Towards the end of July, in a few sunny days, the fruit of the "red-bark" trees made visible advances towards maturity; and in the middle of August the capsules began to burst at the base, and appeared ripe. An Indian was then sent up the trees, and, breaking the panicles gently off, let them fall on sheets spread on the ground to receive them, so that the few loose seeds shaken out by the fall were not lost. The capsules were afterwards spread out to dry for some days on the same sheets. In September Mr. Spruce went across to the valley of the San Antonio, to the southward, in order to secure additional seeds from "red-bark" trees there, leaving Mr. Cross to watch over the rooting of the cuttings at Limon.
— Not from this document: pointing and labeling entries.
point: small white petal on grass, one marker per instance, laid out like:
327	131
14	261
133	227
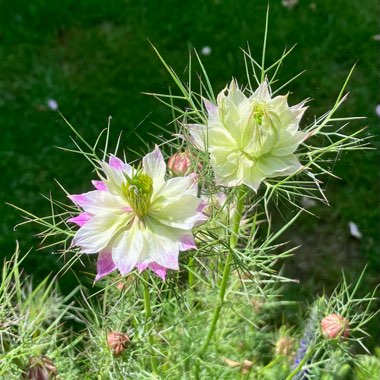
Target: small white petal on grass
289	3
354	230
52	104
378	110
307	202
206	50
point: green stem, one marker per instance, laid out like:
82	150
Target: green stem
227	269
191	274
300	365
148	325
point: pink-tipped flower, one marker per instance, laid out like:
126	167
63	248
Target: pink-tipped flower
137	219
179	163
40	368
117	342
334	326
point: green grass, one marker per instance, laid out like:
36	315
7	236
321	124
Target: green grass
94	58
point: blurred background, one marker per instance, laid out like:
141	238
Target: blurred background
92	59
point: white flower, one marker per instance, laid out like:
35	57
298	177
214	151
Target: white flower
52	104
206	50
250	138
135	218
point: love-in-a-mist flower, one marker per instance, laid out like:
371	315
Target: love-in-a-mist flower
250	138
135	218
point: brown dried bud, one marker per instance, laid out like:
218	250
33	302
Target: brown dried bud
40	368
284	346
179	163
117	342
334	326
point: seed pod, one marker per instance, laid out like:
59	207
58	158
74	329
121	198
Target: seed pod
334	326
40	368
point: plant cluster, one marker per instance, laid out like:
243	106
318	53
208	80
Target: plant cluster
188	279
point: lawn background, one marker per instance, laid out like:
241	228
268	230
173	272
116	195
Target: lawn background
94	59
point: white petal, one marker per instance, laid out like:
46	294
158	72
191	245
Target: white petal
253	177
115	176
98	232
154	165
262	92
181	213
163	245
102	202
199	135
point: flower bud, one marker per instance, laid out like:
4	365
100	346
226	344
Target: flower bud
334	325
117	342
40	368
179	163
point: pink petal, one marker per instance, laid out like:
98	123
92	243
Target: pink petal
81	219
159	270
116	163
105	264
142	266
99	185
202	205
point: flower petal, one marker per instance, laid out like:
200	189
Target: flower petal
99	185
127	249
163	244
159	270
96	234
198	135
187	242
100	202
81	219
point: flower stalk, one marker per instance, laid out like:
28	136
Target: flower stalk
227	268
148	325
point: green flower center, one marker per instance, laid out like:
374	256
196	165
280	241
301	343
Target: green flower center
258	112
138	190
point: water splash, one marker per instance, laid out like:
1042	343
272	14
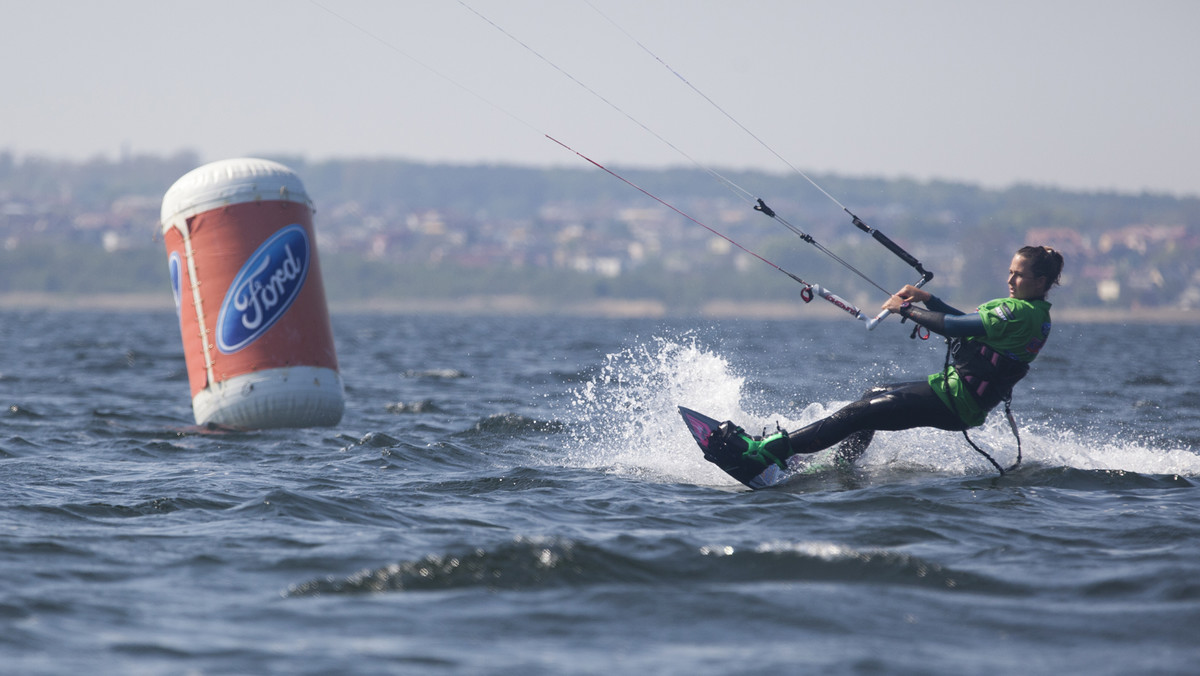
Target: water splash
624	418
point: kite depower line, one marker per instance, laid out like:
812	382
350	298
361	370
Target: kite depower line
757	203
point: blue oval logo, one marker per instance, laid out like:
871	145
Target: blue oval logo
267	285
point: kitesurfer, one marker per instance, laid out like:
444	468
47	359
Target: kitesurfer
990	351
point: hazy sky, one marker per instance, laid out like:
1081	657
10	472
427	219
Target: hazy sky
1079	94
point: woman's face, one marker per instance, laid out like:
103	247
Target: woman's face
1021	282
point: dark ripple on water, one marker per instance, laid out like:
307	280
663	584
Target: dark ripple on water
539	509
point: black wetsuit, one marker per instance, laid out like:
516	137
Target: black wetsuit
900	406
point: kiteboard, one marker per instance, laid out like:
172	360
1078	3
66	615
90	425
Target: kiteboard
702	426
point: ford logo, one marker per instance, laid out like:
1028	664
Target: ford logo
267	285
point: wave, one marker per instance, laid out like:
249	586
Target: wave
537	563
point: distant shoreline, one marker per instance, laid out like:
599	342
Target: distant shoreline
523	305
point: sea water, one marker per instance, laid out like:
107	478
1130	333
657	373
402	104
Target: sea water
515	495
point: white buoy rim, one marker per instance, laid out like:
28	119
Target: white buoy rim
231	181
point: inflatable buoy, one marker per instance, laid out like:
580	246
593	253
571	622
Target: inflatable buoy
243	259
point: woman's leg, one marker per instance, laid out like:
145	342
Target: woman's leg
899	406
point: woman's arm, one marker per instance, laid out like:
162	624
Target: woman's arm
951	325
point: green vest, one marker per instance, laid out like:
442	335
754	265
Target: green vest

Between the 14th and 19th he gathered 500 well-grown capsules at San Antonio, in addition to 2000 already collected at Limon. Good capsules contain forty seeds each, so that at least 100,000 well-ripened and well-dried seeds were now gathered; and on the 28th of September Mr. Spruce started for Guayaquil.[370] In November he proceeded up the river again, and purchased one of the rafts at Ventanas, which are used for conveying cacao to Guayaquil. It was composed of twelve trunks of raft-wood, sixty-three to sixty-six feet long and one foot in diameter, kept in their places by shorter pieces tied transversely, and covered with bamboo planking, fenced round with rails to a height of three feet, and roofed over. The rope used for binding the parts of the raft together was the twining stem of a Bignonia. The Wardian cases were got ready on the raft at Ventanas, and Mr. Cross arrived with the plants from Limon on the 13th of December, and established them in the cases to the number of 637.